CTR And Session Analysis

Introduction

In the realm of telecom websites, one of the paramount user interactions revolves around the action of clicking on the "View Available SIM Card" button (click-out) within a SIM Card listing. This click-out event directs users to the official website to complete their purchases. This interaction plays a pivotal role in evaluating the performance of each item and offers valuable insights for optimizing the ranking of SIM cards for users in specific contexts.

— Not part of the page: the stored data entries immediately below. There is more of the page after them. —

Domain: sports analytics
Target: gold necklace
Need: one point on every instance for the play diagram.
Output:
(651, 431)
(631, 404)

Furthermore, by analyzing user click-out behavior, it becomes possible to predict which other SIM cards (by type and number) might pique the interest of users.

Description

This project is dedicated to extracting insights from provided sample datasets, with a primary focus on understanding the distribution of click-outs and click-through rates (CTR).

Clicked Items Investigation

The dataset data_analysis_ctr.csv contains information about various items (SIM Cards). Each row represents a specific item and includes details such as its ID, the number of times it was displayed (impressions), the number of click-outs (clicks), the set of clicked displayed positions (0=first position), the average impression position, and the count of users and sessions with at least one impression. Notably, this analysis considers only clicks and impressions from the first page of results.

Requirements

Investigate the relationship between the average displayed position and the clicked displayed position. What insights can be derived from the variance between these two metrics?
Examine the limitations of relying on averages within the dataset.

Solution

To address the outlined requirements, follow these steps:

Calculate the CTR for each item.
Determine the overall average CTR.
Identify any biases in the item CTR calculations.

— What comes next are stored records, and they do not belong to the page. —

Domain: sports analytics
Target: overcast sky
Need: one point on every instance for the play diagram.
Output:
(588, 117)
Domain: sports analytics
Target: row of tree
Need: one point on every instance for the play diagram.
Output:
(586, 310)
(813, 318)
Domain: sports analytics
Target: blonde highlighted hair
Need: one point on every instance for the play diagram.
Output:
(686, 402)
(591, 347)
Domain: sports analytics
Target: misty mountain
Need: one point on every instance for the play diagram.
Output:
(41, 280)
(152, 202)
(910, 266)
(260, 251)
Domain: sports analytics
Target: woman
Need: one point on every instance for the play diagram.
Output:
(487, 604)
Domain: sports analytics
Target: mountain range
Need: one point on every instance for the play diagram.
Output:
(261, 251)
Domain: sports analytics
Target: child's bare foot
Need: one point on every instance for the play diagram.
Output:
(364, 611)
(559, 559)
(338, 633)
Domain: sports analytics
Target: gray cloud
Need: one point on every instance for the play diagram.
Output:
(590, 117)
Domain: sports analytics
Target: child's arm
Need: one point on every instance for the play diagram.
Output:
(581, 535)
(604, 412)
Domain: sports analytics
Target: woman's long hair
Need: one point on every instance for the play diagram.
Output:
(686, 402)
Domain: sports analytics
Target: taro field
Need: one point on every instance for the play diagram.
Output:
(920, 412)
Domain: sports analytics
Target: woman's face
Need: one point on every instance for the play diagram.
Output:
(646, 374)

The calculated CTR values can be found in output/output11.csv. Running the Python solution in the following section will generate this file. The overall average CTR is 0.114557. It's worth noting that bias exists in the item CTR calculation, which can be detected through various methods. As indicated by the frequency distribution plot and the table below, more than 75% of the data falls below the mean value. Additionally, a substantial difference between the mean and median values suggests the presence of outliers in the data.

Frequency Distribution Plot:

Describe the relationship between the average displayed position and the clicked displayed position.
Discuss the implications of the observed variance between these positions.

The correlation coefficient between the average displayed position and the clicked displayed position is 0.55138, signifying that an increase in the average displayed position moderately predicts an increase in the clicked displayed position value. Further analysis of the variance is presented in the table below.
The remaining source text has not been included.